Back when the telegraph was the fastest method of long-distance communication, a young man applied for a job as a Morse Code operator. Answering an ad in the newspaper, he went to the office address that was listed. When he arrived, he entered a large, busy office filled with noise and clatter, including the sound of the telegraph in the background. A sign on the receptionist’s counter instructed job applicants to fill out a form and wait until they were summoned to enter the inner office.

The young man filled out his form and sat down with the seven other applicants in the waiting area. After a few minutes, the young man stood up, crossed the room to the door of the inner office, and walked right in. Naturally the other applicants perked up, wondering what was going on. They muttered among themselves that they hadn’t heard any summons yet. They assumed that the young man who went into the office made a mistake and would be disqualified.

Within a few minutes, however, the employer escorted the young man out of the office and said to the other applicants, “Gentlemen, thank you very much for coming, but the job has just been filled.” The other applicants began grumbling to each other, and one spoke up saying, “Wait a minute, I don’t understand. He was the last to come in, and we never even got a chance to be interviewed. Yet he got the job. That’s not fair!”

The employer said, “I’m sorry, but all the time you’ve been sitting here, the telegraph has been ticking out the following message in Morse Code: ‘If you understand this message, then come right in. The job is yours.’ None of you heard it or understood it. This young man did. The job is his.”

All of the applicants (presumably) knew Morse Code, else they would not have bothered applying for the job – but only one of them was awake to what he knew. All of us know Christ – but we sometimes tune ourselves out, and completely miss him – not recognizing the one standing among us. While we wait then, we must keep ourselves continually tuned to God’s still small voice.

Third, our lives are open to the spirit of God when we are willing to change. John’s message was about repentance. Repentance means there is a change of direction. Take for example Ebenezer Scrooge in A Christmas Carol, by Dickens. He was a stingy, grumpy, mean spirited man whose life was changed after being confronted by the ghosts of the past, present and future. When he saw how hopeless his life turned out he was transformed and became generous and filled with a spirit of love.

A more contemporary story would be the story of How the Grinch Stole Christmas, by Dr. Seuss. The Grinch was totally transformed, his heart growing 3 sizes greater. After being baptized by the spirit he became, kind, warm and generous and returned Christmas to the Whos in Whoville.
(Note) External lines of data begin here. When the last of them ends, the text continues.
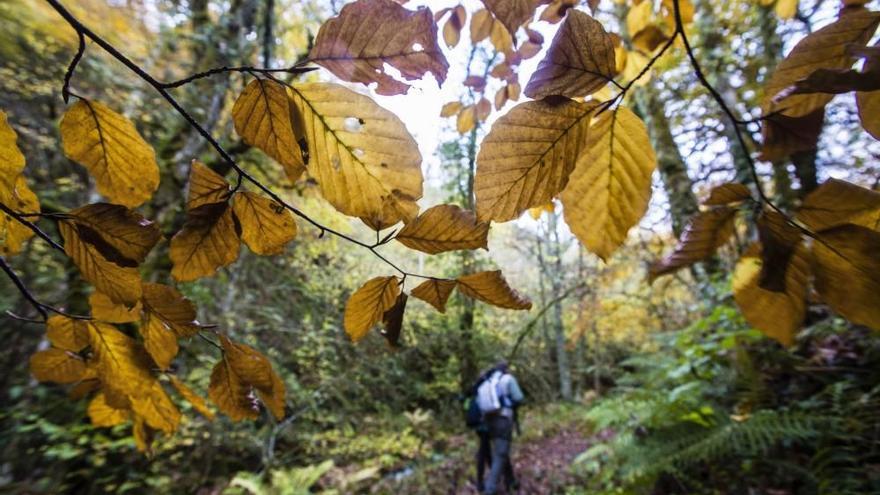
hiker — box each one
[476,361,524,495]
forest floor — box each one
[371,404,591,495]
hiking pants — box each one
[486,414,514,495]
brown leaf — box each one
[756,210,801,292]
[457,270,532,309]
[648,206,736,282]
[795,179,880,232]
[343,277,400,342]
[703,182,752,206]
[143,283,199,337]
[813,224,880,330]
[46,315,89,352]
[525,10,616,99]
[232,192,296,255]
[733,243,810,346]
[410,278,458,313]
[30,349,86,383]
[168,202,240,282]
[309,0,449,95]
[382,292,408,347]
[395,205,489,254]
[67,203,162,265]
[474,98,596,222]
[186,160,232,210]
[232,78,306,182]
[58,220,141,307]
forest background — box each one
[0,0,880,493]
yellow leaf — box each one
[774,0,798,21]
[483,0,538,33]
[440,101,461,117]
[58,220,141,306]
[232,192,296,255]
[813,224,880,330]
[89,291,142,323]
[395,205,489,254]
[61,100,159,208]
[88,321,154,395]
[140,312,178,370]
[87,392,131,428]
[455,105,477,134]
[232,78,306,182]
[761,9,880,117]
[0,175,40,256]
[343,277,400,342]
[560,107,657,261]
[31,349,86,383]
[186,160,232,210]
[168,202,240,282]
[208,359,260,421]
[410,278,458,313]
[46,315,89,352]
[626,0,654,37]
[291,83,422,227]
[457,270,532,309]
[474,97,596,222]
[169,375,214,421]
[471,9,495,44]
[733,244,810,346]
[309,0,449,95]
[143,283,199,337]
[67,203,162,265]
[796,179,880,232]
[0,110,24,198]
[648,206,736,281]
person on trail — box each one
[476,361,525,495]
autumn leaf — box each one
[30,349,86,383]
[232,78,306,182]
[291,82,422,227]
[46,315,89,352]
[65,203,162,266]
[755,210,802,292]
[168,202,240,282]
[395,205,489,254]
[58,220,141,307]
[89,291,142,323]
[208,359,260,421]
[343,277,400,342]
[703,182,753,206]
[139,312,178,370]
[410,278,458,313]
[483,0,538,33]
[232,191,296,255]
[560,107,657,261]
[474,98,596,222]
[761,9,880,117]
[0,110,25,198]
[648,206,736,282]
[309,0,449,95]
[86,392,131,428]
[186,160,232,210]
[0,175,40,256]
[525,10,620,99]
[733,243,810,346]
[169,375,214,421]
[813,224,880,330]
[456,270,532,309]
[382,292,408,347]
[61,99,159,208]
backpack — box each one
[476,371,504,415]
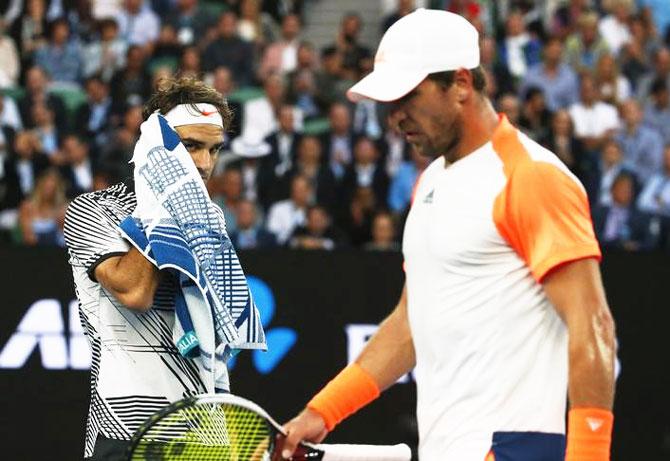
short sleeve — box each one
[63,194,130,281]
[494,161,601,281]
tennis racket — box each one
[126,394,411,461]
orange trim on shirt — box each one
[492,116,601,281]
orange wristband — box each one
[565,408,614,461]
[307,363,379,431]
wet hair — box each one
[142,77,233,131]
[426,66,486,93]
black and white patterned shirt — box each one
[64,183,206,457]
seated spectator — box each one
[387,149,431,217]
[363,211,400,251]
[266,175,314,245]
[165,0,215,46]
[593,173,655,251]
[82,18,128,83]
[539,110,592,181]
[498,11,542,80]
[598,0,635,56]
[202,11,254,86]
[593,54,632,106]
[241,74,303,143]
[207,168,242,235]
[519,38,579,112]
[35,19,82,86]
[258,14,300,80]
[569,74,620,151]
[333,12,372,80]
[287,136,337,209]
[0,131,49,229]
[0,20,21,88]
[637,145,670,220]
[342,137,389,209]
[288,205,344,250]
[19,66,68,132]
[565,11,609,73]
[229,199,277,250]
[109,45,151,114]
[643,79,670,145]
[321,103,355,180]
[75,75,112,148]
[616,99,663,184]
[116,0,160,55]
[60,134,93,199]
[584,139,639,206]
[519,88,551,141]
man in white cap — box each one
[282,9,614,461]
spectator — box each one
[381,0,415,34]
[110,45,151,114]
[498,11,542,80]
[342,137,389,209]
[593,54,632,106]
[518,88,551,141]
[539,109,591,181]
[616,99,663,185]
[363,211,400,251]
[598,0,634,55]
[388,149,430,217]
[565,11,609,72]
[0,19,21,88]
[82,18,128,82]
[321,103,354,180]
[258,14,300,80]
[637,145,670,217]
[229,200,277,250]
[207,168,242,235]
[593,173,654,251]
[116,0,160,55]
[35,19,82,86]
[75,75,112,148]
[165,0,213,46]
[288,136,338,210]
[0,131,49,217]
[637,47,670,104]
[60,134,93,199]
[569,74,619,151]
[288,205,344,250]
[334,12,371,80]
[19,165,67,246]
[520,38,579,112]
[202,11,254,86]
[266,175,314,245]
[584,139,638,206]
[644,79,670,145]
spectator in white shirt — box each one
[569,74,619,150]
[266,175,314,245]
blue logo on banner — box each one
[228,275,298,375]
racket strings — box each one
[131,403,272,461]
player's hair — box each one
[142,77,233,131]
[426,66,486,93]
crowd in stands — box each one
[0,0,670,252]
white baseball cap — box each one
[347,8,479,102]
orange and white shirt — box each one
[403,117,600,461]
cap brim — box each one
[347,69,428,102]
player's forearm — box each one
[356,290,416,390]
[568,306,615,410]
[95,248,159,310]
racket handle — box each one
[314,443,412,461]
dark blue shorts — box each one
[487,432,565,461]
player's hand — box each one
[281,408,328,459]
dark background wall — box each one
[0,248,670,460]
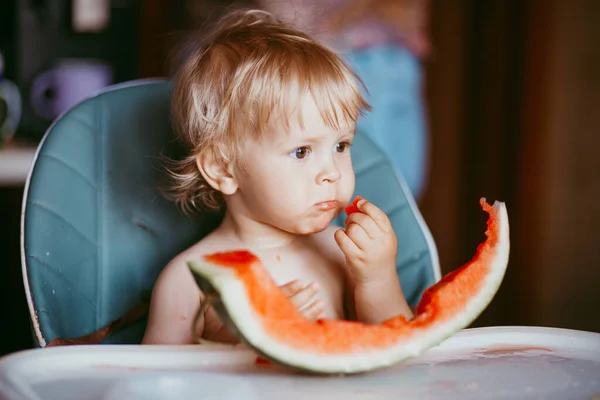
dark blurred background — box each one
[0,0,600,355]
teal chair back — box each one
[21,81,440,347]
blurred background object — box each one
[0,0,600,354]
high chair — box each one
[21,80,440,347]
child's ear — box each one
[196,150,238,195]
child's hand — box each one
[280,281,325,321]
[335,199,398,284]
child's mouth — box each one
[315,200,340,211]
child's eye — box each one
[335,142,352,153]
[290,146,310,160]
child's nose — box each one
[317,160,342,184]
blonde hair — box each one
[163,10,370,214]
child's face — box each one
[234,96,355,234]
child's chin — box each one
[297,214,335,235]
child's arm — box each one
[142,261,204,344]
[335,200,412,324]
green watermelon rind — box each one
[188,201,510,374]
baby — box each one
[143,10,412,344]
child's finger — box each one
[345,213,381,239]
[279,280,305,297]
[290,283,319,308]
[346,224,373,250]
[357,200,392,232]
[300,299,325,321]
[333,229,361,258]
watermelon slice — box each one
[188,199,509,374]
[344,196,363,216]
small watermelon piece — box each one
[344,196,363,216]
[188,199,510,374]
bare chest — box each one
[263,252,344,319]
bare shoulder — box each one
[312,225,346,266]
[142,233,226,344]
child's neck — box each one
[221,212,298,250]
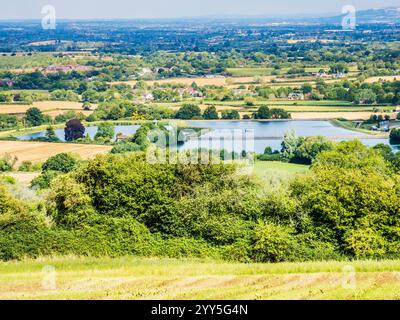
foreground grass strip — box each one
[0,257,400,299]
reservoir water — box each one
[18,120,398,153]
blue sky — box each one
[0,0,399,19]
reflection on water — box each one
[18,120,400,153]
[18,125,140,141]
[182,120,392,153]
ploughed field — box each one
[0,257,400,300]
[0,141,112,166]
[0,101,97,116]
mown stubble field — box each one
[0,141,112,166]
[0,257,400,300]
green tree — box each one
[175,104,201,120]
[390,128,400,144]
[255,106,271,119]
[221,110,240,120]
[42,153,80,173]
[354,89,377,104]
[203,106,219,120]
[25,108,45,127]
[94,123,115,142]
[45,126,60,142]
[64,119,86,142]
[281,130,301,160]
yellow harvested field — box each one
[0,101,97,114]
[365,75,400,83]
[3,172,40,186]
[0,257,400,300]
[0,141,111,166]
[292,112,397,120]
[287,39,337,44]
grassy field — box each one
[226,67,326,77]
[253,161,309,180]
[0,257,400,300]
[0,141,112,166]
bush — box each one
[345,228,386,258]
[42,153,80,173]
[390,128,400,144]
[0,154,17,172]
[175,104,201,120]
[31,170,61,189]
[18,161,42,172]
[253,222,294,262]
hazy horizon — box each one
[0,0,399,20]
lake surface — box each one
[18,120,399,153]
[182,120,396,153]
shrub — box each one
[0,154,17,172]
[175,104,201,120]
[253,222,294,262]
[18,161,42,172]
[111,141,142,154]
[390,128,400,144]
[42,153,79,173]
[203,106,219,120]
[31,170,61,189]
[345,228,386,258]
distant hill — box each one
[321,7,400,24]
[188,7,400,25]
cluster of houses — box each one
[0,79,14,87]
[312,71,346,79]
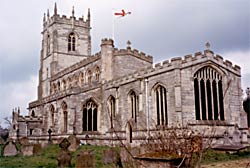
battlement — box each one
[51,52,101,81]
[105,49,241,88]
[101,38,114,47]
[114,47,153,63]
[43,3,90,29]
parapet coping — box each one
[51,52,101,81]
[105,50,241,89]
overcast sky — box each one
[0,0,250,126]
I believe that everyone wants to change but we are stuck. We are trapped by our sins of the past or we are distant from God pursuing our own personal agenda. As a result we are never fulfilled or satisfied. Life is nothing more than a treadmill with no way of getting off. The key that can unlock the door to newness and guide us from darkness to light is forgiveness. John proclaimed a “baptism of repentance for the forgiveness of sins.” Forgiveness enables us to move away from the past and embrace the present.

The transformation of the Grinch and Scrooge are classics. In both stories their worlds became a better place. But in both stories there is one story that doesn’t get as much attention. It’s the fact that the Who’s forgave the Grinch and the townspeople and relatives of Scrooge in London forgave him. Forgiveness, like John the Baptist proclaimed, is at the heart of opening ourselves to God’s spirit. The Christmas spirit can become a reality to you when you accept the forgiveness of God for your past, or you are willing to forgive someone else for theirs.